Los cambios de jerarquía tras fichajes galácticos alteraron dinámicas y generaron dudas sobre el peso de la cantera. Según el exdelantero, aquella armonía rompió el antiguo equilibrio del grupo y dejó grietas duraderas en la era de los Galácticos madridista.
Cómo el fichaje de estrellas alteró las jerarquías del equipo
La llegada de Luis Figo en 2000, por 60 millones de euros desde el Barcelona, marcó el inicio del proyecto de Florentino Pérez en el Real Madrid y alteró silenciosamente el peso de cada voz en el vestuario. Con el paso de las temporadas, nuevos nombres se sumaron y los contratos millonarios empezaron a marcar diferencias de trato, desde los entrenamientos hasta las giras comerciales en Asia y Estados Unidos.
- 2000 : traspaso de Luis Figo por unos 60 millones de euros desde el FC Barcelona.
- 2001 : fichaje de Zinedine Zidane por cerca de 73 millones procedente de la Juventus.
- 2002 : llegada de Ronaldo Nazário por unos 45 millones desde el Inter de Milán.
- 2003 : incorporación de David Beckham por alrededor de 35 millones desde el Manchester United.
Esa acumulación de estrellas generó admiración fuera del club, pero dentro dejó preguntas sobre quién mandaba.
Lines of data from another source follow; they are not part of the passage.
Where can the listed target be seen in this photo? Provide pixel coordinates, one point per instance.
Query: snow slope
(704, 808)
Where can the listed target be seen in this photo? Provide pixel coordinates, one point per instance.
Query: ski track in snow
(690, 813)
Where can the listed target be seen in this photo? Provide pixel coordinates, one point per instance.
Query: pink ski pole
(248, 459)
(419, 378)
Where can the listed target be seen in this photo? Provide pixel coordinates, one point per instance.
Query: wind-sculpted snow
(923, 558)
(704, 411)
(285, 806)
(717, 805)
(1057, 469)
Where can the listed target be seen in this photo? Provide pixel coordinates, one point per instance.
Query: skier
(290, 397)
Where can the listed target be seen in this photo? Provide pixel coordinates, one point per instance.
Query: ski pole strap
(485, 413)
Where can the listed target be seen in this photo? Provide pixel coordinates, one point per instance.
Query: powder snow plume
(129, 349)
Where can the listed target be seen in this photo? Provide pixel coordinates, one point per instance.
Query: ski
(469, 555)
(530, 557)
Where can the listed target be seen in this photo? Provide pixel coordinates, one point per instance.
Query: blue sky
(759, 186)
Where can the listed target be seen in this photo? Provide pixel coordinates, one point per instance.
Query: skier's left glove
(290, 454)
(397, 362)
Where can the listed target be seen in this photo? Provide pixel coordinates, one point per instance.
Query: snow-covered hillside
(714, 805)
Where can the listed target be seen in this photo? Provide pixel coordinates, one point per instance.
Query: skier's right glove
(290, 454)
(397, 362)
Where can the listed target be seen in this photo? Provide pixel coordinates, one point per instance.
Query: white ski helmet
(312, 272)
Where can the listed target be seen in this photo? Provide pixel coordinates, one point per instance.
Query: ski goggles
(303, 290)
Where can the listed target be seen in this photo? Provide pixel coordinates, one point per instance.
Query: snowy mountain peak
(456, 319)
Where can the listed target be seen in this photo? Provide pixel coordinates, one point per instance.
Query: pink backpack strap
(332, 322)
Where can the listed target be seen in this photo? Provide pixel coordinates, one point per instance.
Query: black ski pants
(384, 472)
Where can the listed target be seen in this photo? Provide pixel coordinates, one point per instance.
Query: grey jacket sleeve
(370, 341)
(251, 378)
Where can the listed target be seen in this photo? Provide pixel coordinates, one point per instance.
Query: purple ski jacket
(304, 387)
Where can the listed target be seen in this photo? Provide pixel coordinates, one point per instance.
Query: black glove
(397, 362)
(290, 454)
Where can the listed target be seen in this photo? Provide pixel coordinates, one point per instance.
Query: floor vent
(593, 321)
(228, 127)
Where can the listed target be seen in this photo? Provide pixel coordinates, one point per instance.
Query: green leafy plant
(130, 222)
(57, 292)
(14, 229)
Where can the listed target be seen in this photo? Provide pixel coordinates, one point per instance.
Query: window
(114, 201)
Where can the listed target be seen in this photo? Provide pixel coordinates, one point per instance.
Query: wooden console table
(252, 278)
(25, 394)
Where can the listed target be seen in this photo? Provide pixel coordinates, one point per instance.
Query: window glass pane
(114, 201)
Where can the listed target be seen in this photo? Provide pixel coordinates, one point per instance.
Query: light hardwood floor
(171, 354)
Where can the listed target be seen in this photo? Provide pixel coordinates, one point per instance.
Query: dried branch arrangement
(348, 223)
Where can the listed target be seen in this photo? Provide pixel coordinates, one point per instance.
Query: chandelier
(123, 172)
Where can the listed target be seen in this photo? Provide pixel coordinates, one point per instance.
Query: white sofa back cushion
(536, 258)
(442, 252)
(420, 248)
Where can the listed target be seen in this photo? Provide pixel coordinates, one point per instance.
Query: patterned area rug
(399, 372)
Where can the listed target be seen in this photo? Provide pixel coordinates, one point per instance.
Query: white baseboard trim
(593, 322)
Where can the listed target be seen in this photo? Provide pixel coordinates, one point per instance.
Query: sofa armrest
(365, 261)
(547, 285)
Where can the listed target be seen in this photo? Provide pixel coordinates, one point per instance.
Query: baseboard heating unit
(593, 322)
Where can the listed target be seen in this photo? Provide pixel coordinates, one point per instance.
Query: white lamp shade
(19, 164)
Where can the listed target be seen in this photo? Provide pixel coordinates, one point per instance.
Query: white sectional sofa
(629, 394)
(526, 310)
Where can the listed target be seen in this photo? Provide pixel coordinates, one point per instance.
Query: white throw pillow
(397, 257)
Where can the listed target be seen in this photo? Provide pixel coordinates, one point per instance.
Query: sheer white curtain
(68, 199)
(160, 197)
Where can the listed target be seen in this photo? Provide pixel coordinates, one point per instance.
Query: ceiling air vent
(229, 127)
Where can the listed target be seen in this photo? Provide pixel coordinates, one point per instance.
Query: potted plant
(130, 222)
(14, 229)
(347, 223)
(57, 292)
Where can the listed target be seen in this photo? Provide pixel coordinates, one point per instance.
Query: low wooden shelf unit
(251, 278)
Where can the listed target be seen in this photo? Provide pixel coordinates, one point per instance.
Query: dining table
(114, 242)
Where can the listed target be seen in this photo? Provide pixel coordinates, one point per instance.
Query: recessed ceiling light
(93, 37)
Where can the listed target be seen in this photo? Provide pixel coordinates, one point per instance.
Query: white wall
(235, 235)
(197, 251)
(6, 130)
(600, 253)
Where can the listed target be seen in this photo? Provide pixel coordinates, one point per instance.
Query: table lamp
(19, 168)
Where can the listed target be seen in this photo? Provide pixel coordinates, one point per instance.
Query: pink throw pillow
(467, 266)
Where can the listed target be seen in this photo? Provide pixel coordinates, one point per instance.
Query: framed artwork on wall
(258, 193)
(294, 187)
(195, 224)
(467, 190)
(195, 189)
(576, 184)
Con el tiempo, esos fichajes de élite modificaron las jerarquías internas, alteraron la dinámica del vestuario y trasladaron el foco hacia el impacto mediático, un equilibrio que, según recuerdan exjugadores, no favoreció al grupo.
Cuando llegaron los llamados Galácticos, algunos pasamos a un segundo plano y eso cambió la manera de relacionarnos en el vestuario; no todos se sentían igual de valorados.
Fernando Morientes, exdelantero del Real Madrid
La voz de Morientes y las consecuencias en el rendimiento colectivo
En sus recientes intervenciones en medios como Sky Sports, Fernando Morientes ha descrito con calma cómo se vivía el día a día en aquel Real Madrid de comienzos de los 2000. El exdelantero relata que, tras los grandes fichajes, el equipo mantuvo picos de fútbol brillante, pero sufrió lagunas que terminaron afectando al rendimiento colectivo, algo que sus propias declaraciones de Morientes han reabierto en el debate sobre la era de los Galácticos.
Según el exmadridista, el desafío no estaba en el talento, sino en armonizar caracteres distintos dentro del vestuario. En ese relato, la delicada gestión de egos y la cohesión del equipo explican por qué tantas estrellas juntas no garantizaron una superioridad continuada en Liga y Champions.